Alors que la France s'apprête à entrer dans une période de turbulence politique, économique et sociale, le gouvernement Lecornu II semble condamné à jouer les équilibristes, entre le marteau des oppositions et l'enclume d'une Assemblée ingouvernable. Une mission impossible, qui pourrait bien sceller le destin d'un quinquennat déjà marqué par les crises.
Les enjeux cachés derrière le discours officiel
Derrière les annonces de Lecornu se cachent des choix idéologiques lourds de conséquences. En refusant toute hausse d'impôts, le gouvernement privilégie une politique de l'offre, favorisant les entreprises et les classes aisées, au détriment des services publics et des plus vulnérables. Une orientation qui s'inscrit dans la continuité des réformes libérales des dernières années, et qui risque d'alimenter les tensions sociales.

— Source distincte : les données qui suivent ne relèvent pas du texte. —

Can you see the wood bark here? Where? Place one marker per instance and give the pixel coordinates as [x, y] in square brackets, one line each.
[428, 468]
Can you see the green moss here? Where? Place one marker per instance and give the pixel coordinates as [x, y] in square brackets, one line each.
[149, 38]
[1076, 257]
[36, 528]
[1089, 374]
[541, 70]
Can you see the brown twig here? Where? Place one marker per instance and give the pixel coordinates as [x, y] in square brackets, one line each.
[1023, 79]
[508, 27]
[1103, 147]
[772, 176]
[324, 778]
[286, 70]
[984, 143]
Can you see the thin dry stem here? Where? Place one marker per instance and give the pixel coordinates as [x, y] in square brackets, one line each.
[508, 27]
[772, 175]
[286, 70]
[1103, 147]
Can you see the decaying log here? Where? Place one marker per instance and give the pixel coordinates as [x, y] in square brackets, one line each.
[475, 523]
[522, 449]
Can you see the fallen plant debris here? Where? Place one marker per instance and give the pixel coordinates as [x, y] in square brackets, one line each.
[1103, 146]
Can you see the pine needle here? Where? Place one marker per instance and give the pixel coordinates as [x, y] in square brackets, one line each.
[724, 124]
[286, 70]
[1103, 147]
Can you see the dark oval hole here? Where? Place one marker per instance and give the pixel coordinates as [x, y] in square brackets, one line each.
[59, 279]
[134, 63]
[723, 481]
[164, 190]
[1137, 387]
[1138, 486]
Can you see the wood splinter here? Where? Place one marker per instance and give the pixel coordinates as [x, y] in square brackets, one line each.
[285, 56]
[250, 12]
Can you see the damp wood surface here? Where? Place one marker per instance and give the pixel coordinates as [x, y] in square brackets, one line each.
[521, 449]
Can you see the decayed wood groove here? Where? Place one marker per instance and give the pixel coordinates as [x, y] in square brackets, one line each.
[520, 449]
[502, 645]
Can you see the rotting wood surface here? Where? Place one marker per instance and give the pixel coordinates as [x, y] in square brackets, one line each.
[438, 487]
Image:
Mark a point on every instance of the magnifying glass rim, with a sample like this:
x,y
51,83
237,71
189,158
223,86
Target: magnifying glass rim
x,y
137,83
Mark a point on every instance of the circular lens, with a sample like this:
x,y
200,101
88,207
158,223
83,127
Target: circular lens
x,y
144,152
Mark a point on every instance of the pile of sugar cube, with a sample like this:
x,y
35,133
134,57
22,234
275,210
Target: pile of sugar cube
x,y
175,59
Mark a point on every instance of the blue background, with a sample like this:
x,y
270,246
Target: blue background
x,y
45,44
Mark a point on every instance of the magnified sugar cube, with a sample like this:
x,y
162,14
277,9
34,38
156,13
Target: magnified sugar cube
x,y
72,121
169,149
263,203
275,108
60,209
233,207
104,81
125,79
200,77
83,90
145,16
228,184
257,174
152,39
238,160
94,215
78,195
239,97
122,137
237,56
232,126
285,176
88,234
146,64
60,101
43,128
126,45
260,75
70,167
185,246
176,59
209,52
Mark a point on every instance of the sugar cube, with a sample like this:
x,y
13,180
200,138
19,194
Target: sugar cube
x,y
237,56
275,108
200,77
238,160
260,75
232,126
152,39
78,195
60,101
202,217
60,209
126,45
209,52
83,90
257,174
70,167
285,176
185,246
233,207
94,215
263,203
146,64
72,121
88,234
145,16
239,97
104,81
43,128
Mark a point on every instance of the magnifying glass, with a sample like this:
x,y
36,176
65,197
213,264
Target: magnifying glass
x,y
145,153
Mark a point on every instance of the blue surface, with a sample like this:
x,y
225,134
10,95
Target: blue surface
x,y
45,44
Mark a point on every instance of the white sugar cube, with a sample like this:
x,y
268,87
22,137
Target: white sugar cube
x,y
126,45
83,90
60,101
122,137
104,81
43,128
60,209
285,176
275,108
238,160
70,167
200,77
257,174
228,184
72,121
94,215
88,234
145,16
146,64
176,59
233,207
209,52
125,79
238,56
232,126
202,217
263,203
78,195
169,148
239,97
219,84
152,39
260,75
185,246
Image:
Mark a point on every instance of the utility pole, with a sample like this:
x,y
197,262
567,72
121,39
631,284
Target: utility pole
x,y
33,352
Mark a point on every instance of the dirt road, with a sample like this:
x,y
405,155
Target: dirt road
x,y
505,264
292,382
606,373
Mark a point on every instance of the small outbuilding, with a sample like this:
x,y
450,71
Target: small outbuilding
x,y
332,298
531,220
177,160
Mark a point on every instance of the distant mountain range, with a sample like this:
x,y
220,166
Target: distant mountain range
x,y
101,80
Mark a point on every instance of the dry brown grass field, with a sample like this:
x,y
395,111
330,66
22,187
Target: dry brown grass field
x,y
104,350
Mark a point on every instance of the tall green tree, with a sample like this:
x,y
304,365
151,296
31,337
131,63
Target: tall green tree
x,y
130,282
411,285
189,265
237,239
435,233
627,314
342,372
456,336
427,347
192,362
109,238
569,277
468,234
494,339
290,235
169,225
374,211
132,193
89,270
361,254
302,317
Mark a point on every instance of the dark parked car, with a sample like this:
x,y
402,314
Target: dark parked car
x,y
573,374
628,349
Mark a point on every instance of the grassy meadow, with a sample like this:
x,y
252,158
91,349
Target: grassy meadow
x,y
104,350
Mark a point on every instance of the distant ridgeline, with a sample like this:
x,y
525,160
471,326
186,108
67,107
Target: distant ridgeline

Par ailleurs, le refus de reconduire la surtaxe sur les profits des grandes entreprises envoie un signal inquiétant aux défenseurs de la justice fiscale. Alors que les inégalités se creusent et que les Gilets jaunes ont marqué l'histoire récente par leur colère, cette décision pourrait être perçue comme une capitulation face aux lobbies industriels. Les promesses de réforme des arrêts maladie, quant à elles, pourraient se traduire par un durcissement des conditions de prise en charge, au risque d'aggraver la précarité des travailleurs les plus exposés.
Enfin, la question agricole reste un angle mort des politiques européennes. Malgré les annonces de Lecornu, l'Union peine à trouver une réponse commune aux défis climatiques et économiques du secteur. Les agriculteurs français, soumis à une concurrence déloyale et à des normes environnementales strictes, risquent de voir leur situation se dégrader encore, à moins que Bruxelles ne revoie radicalement sa copie.
Dans ce paysage politique et social en ébullition, une chose est sûre : la France de l'automne 2026 sera un pays sous tension, où chaque décision budgétaire pourrait déclencher une crise. Et Sébastien Lecornu, malgré ses promesses de mesure, n'a pas les moyens de l'éviter.